Disable attachment and Restrict Extension File for Attachment

S.M.Mobeen_Tirmizi · November 14, 2025, 10:51am

Dear Besties,

I have 2 issues while using RTIR version 6.0.1 having configured nginx:

I tried to disable the “Choose File”option but failed to do so. (PreferDropzone is only worked)
I also tried to restrict the uploading restrictions for only jpg and pdf uploading but fail to do so.

Please guide me on both of issues.

rubberduck · November 21, 2025, 6:17am

No, there is no built in configuration option to do it. You need a kind of programming or a proxy.

There are three approaches in my mind to do this. The client-side solution does not count for security reasons.

RT Scrip (server-side validation)
Add a Scrip that checks uploaded attachments during ticket creation or correspondence. Reject the transaction if the file at all or file extension or MIME type is not in the allowed list. This works on exisiting tickets, too.
Local code overlay / Mason callback
Implement validation in a callback within RT’s Mason templates or Perl modules. This enforces server-side restrictions regardless of the client. This way you can remove the input-fields or check the upload.
External filtering
Use a proxy, upload gateway, or security appliance to filter disallowed files or file types before they reach RT.
Client-side file selection restriction
Add HTML/JavaScript to hide/remove the input-field or limit selectable file types (accept=".pdf,.jpeg,.jpg"). This is not sufficient alone because it can be bypassed, but it improves usability. You have to modify SelfService, too

Solution one is not very handy because the server will accept the file first and then discard the transaction.
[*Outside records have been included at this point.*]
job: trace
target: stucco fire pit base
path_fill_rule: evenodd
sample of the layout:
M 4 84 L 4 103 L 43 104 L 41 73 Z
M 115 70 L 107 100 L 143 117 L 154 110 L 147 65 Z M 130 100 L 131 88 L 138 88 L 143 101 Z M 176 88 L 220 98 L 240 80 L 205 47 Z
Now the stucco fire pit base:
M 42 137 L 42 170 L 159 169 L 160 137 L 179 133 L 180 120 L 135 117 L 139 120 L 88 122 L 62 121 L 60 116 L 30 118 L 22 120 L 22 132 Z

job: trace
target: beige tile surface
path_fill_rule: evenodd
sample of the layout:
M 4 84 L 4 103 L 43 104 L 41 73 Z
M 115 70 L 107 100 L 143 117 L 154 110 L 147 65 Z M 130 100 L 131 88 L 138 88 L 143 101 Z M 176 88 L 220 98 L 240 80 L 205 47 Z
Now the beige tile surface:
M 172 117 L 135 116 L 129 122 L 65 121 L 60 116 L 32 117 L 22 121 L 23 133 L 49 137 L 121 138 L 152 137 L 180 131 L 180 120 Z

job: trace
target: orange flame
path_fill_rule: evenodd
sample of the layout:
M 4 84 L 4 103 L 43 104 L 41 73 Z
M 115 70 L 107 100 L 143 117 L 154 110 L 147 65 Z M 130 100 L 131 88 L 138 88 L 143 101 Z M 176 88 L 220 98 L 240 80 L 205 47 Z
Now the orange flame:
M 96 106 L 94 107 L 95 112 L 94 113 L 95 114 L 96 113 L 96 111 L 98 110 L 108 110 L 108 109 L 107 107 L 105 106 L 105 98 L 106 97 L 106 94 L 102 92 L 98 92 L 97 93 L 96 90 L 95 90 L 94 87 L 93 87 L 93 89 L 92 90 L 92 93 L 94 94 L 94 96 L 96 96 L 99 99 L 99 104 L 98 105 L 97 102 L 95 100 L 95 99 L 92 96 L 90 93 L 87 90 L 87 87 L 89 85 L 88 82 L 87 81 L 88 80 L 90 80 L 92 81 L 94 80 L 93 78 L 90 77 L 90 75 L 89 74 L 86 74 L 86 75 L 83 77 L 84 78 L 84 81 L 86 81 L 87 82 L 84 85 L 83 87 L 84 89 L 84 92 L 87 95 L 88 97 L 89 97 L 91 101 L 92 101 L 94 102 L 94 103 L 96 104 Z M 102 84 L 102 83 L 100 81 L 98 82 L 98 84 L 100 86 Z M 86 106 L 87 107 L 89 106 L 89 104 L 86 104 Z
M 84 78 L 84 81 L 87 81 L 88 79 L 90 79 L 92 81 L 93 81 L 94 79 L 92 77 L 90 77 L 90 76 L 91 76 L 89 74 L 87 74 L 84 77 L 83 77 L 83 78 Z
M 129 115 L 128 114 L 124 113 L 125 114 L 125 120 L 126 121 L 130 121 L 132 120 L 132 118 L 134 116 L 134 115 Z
Decision between solution two or three is the way I’d go if I need to do this.

Keep in mind there is correspondence by mail. Best way is to strip attachements before they reach RT an set a header to trigger a Scrip informing the sender attachments aren’t allowed.

Andrew_Ruthven · December 13, 2025, 7:00am

Hey,

I have developed support for RT to perform malware scanning of attachments. This is done in RT, so applies to email, web, API and REST interfaces. I had it in the back of my mind that support limiting or blocking file types would be useful, so it has a concept of multiple filters.

I need to do a final review of the code, and then I’ll be submitting it to Best Practical.

Cheers,
Andrew

S.M.Mobeen_Tirmizi · December 13, 2025, 7:19am

Very good

Kindly share the solution when applied, thanks.